Including Easter Eggs in Stories – A Guest Post by Daniel Ausema

I’ve been thinking recently about how an author’s work can refer to and interact with other stories they’ve written. Easter eggs, if you will.

I’m reading Aunt Julia and the Scriptwriter by Mario Vargas Llosa, a semiautobiographical novel set in 1950s Lima. One strand of the story is about Mario’s coworker, who writes radio serials. So the novel alternates chapters between young Mario with chapters that tell the stories from those serials themselves. One of those serials, I was surprised to discover, centers on a character I’d read about in another of Vargas Llosa’s novels, Death in the Andes. (Wikipedia tells me he’s also the main character in yet another novel, one I haven’t read.)
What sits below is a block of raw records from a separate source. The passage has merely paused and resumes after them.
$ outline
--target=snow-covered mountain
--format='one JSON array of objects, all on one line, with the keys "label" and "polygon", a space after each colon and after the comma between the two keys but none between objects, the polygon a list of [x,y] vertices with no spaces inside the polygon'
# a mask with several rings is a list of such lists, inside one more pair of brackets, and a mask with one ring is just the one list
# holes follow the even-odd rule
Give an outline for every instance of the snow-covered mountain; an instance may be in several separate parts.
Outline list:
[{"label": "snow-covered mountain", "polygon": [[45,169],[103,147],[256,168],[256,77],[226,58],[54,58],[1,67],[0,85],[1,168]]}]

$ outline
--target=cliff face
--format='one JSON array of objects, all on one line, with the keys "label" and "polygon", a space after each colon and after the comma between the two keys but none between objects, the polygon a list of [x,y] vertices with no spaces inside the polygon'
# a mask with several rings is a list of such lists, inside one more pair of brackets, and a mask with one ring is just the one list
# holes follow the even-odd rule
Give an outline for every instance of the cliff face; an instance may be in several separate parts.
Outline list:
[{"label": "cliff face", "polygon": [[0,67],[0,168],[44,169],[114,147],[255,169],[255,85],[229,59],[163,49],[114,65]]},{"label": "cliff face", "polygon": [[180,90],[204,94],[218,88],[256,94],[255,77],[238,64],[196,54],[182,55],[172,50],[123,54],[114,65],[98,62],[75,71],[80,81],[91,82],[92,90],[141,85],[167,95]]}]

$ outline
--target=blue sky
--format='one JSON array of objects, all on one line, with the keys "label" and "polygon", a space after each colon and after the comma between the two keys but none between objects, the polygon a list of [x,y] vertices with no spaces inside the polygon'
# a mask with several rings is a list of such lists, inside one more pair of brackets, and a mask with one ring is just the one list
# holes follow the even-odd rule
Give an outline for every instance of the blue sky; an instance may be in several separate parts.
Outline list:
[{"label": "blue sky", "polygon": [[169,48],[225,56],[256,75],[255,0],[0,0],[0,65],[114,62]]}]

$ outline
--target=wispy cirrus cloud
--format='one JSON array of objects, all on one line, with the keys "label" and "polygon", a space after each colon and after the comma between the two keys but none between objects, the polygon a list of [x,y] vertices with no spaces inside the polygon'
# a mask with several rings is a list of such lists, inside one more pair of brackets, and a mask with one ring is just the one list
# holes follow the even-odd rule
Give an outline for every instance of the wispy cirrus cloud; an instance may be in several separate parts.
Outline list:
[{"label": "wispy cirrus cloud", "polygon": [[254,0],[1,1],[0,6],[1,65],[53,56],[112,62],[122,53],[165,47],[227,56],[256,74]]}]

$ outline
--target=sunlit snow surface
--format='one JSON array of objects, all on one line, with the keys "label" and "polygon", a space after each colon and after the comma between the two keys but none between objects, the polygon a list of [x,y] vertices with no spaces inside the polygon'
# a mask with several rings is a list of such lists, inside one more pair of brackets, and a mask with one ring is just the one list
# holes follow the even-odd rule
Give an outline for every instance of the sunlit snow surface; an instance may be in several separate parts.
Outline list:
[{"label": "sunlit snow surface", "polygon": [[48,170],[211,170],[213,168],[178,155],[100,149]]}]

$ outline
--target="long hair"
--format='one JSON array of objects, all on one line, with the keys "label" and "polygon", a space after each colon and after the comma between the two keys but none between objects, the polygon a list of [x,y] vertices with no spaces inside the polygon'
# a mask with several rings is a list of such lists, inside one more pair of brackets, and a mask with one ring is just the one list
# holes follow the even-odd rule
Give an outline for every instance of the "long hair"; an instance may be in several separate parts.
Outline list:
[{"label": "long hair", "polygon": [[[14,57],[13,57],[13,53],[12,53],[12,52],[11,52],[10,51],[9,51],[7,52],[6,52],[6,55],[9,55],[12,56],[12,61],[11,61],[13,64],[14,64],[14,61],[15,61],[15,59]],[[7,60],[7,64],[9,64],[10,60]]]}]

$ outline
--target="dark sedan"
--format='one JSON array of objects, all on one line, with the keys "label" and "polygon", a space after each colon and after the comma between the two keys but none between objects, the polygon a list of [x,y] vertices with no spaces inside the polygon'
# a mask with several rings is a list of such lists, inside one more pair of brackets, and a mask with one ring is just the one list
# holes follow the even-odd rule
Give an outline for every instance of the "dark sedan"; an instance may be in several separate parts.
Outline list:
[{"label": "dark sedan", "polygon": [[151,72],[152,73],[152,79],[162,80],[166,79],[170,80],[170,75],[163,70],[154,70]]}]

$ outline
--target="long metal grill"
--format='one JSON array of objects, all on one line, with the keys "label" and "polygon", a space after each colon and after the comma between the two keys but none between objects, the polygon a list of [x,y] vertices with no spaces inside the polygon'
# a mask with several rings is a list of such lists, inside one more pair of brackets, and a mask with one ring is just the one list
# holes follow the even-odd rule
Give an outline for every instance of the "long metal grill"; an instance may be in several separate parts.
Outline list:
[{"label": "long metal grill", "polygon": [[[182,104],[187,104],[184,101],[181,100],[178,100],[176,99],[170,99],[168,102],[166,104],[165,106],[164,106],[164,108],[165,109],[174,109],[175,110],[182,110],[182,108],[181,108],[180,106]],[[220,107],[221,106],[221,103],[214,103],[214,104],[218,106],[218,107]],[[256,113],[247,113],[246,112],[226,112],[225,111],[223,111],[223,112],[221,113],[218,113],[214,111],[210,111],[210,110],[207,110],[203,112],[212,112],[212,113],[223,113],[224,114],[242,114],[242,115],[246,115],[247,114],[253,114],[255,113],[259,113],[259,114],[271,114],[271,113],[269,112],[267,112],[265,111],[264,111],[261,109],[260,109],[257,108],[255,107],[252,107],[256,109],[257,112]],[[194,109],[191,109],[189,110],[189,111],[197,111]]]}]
There’s no need to have read one to enjoy the other. But for a reader who has read the other, it’s a fun detail.

In my short story in Steampunk: The Other Worlds, “Apprentice in the Steam Library,” the apprentice Jossian stumbles across an odd, forgotten book among the stacks of identical, mechanized user manuals. Within the story its role is simply to be something different in a world of sameness, but for those who’ve read some of my other work, it includes an easter egg.

A few years ago I wrote Spire City, a steampunk story that was meant to take deliberate advantage of serialization, not just a novel arbitrarily broken into chunks but a series of episodes and seasons to see how that affects the way the story is told. It was a very fruitful experiment, and the series was picked up by Musa Publishing. (When Musa suddenly closed two months ago, less than halfway through the series, I decided to re-release the whole thing, starting from the beginning, with the first episode out on May 4 and a new episode every week.)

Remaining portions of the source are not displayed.